İzmit Halkevi cumhuriyet döneminin kente kazandırdığı çok önemli bir mimari ve sosyal kurumlarından birisidir.
1938 yılında yurttaşlarımızın % 80 inin okuma yazma bilmemesi nedeniyle halk eğitim çalışmaları ve halkevleri projesi kapsamında yapılan bir eserdir.
Binada jimnastik salonu, kütüphane, konferans salonunu,halka açık müsamere salonu ile bir gazino vardır.O zaman bina deniz kenarında olduğundan plaj dahi düşünülmüştür.Ayrıca şehir lokantası da bir süre burada hizmet vermiştir. İzmit Halkevi arşivi ile Kültür ve Tabiat Varlıkları Koruma Kurulu kararından bu kulenin “deniz feneri” olarak yapıldığı anlaşılmaktadır.O yıllarda Türkiye nüfusu 17 milyon,İzmit’in nüfusu da çok azdı.
1942 – 1943 yılları arasındaki süreçte,1500 kişi tarafından izlenen 8 konser ,14 aile toplantısı, 4 köy gezisi, şiir dinletileri,10.000 kişi tarafından ziyaret edilen 4 sergi yapılmıştır.Halkevi polikliniğinde 1600 hasta tedavi edilmiş, 300 fakir okul talebesine önlük, 15 fakir talebeye ayakkabı alınmış, Kız Enstitüsü’ndeki fakir öğrencilere kitap, defter, kumaş ve dikiş malzemesi temin edilmiştir (21 Şubat 1943 Türk yolu Gazetesi).Nüfusa göre düşünüldüğünde halkevinin çok önemli bir işlev gördüğü hemen anlaşılmaktadır.

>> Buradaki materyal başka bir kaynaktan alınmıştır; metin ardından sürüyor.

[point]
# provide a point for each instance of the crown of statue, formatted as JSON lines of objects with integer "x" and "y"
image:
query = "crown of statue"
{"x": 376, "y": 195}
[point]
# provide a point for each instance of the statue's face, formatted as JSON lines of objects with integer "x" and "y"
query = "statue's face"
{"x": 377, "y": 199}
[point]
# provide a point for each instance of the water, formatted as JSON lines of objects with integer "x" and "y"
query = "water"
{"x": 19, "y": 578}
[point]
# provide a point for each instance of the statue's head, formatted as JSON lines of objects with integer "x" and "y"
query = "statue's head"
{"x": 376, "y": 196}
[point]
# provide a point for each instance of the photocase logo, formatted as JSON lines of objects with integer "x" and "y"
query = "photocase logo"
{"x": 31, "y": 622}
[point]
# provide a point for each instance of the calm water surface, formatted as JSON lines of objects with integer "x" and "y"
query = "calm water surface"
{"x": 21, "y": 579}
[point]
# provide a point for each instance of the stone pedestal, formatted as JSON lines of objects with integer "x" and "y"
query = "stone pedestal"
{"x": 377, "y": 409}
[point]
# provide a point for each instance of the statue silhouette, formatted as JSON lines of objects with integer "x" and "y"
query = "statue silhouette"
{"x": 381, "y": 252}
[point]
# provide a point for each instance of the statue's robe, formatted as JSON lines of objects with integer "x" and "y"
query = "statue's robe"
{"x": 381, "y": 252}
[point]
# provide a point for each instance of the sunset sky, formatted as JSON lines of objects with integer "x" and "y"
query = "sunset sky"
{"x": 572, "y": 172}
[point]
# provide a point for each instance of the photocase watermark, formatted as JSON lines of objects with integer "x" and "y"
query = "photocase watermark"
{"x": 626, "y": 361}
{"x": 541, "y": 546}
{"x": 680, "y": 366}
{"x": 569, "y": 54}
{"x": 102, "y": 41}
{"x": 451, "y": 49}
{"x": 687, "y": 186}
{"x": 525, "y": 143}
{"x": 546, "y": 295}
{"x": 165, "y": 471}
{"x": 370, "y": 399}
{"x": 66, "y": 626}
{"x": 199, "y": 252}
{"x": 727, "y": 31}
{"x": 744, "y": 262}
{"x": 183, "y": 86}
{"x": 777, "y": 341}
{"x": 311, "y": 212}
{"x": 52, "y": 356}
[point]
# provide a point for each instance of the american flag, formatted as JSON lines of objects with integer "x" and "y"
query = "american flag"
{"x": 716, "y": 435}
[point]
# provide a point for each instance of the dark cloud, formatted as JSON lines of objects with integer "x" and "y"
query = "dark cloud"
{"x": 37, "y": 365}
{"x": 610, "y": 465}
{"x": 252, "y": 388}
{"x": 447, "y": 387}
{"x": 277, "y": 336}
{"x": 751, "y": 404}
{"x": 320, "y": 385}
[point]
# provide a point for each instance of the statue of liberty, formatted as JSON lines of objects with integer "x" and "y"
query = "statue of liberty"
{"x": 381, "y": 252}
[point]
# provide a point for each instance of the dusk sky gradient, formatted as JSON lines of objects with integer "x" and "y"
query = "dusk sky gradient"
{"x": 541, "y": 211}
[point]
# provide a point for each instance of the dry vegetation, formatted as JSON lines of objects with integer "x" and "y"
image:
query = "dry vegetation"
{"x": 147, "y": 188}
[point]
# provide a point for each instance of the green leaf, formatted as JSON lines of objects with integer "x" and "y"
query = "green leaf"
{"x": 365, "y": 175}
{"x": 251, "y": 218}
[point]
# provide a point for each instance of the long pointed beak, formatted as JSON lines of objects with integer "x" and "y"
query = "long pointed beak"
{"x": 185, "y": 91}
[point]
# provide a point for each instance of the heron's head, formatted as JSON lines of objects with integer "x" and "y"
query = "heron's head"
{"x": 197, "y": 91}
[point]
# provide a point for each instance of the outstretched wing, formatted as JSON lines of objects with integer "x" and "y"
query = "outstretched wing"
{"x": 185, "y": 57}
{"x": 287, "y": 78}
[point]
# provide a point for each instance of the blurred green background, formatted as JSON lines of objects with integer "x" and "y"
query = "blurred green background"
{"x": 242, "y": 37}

Halkevlerinin 1951 yılında siyasi bir kararla kapatılması nedeniyle İzmit’teki Halkevi de kapatılmış,bütün demirbaş eşyalar toplanarak bir odaya konmuş,sinema salonu da mühürlenmiştir (17 Ağustos 1951 Türkyolu Gazetesi).
Bu bina cumhuriyet tarihimizin Kocaeli’deki en önemli tarihi binalarından birisidir.Bu binanın İzmit belediyesinin çalıştığı tarih koridoru projesi kapsamında ve kentin hafızasının korunması için mutlaka ihya edilmesi gerekir.Bu şekilde halkevi binasının amacına uygun,kent insanı ile bütünleşen bir konumda ve mimari projesine uygun biçimde restore edilerek kent insanının kullanımına açılması bir kentlilik bilincinin ifadesidir.
Aynı şekilde İzmit Türk Yolu gazetesinin tüm nüshalarının da toplanması ile halkevi binasında tarihe ışık tutmak açısından kent hafızasına sunulması gerekir.Bütün bu işlerin siyaset üstü bir anlayışla değerlendirilmesi ,ortak bir akılla hayata geçirilmesi bir kentli sorumluluğudur.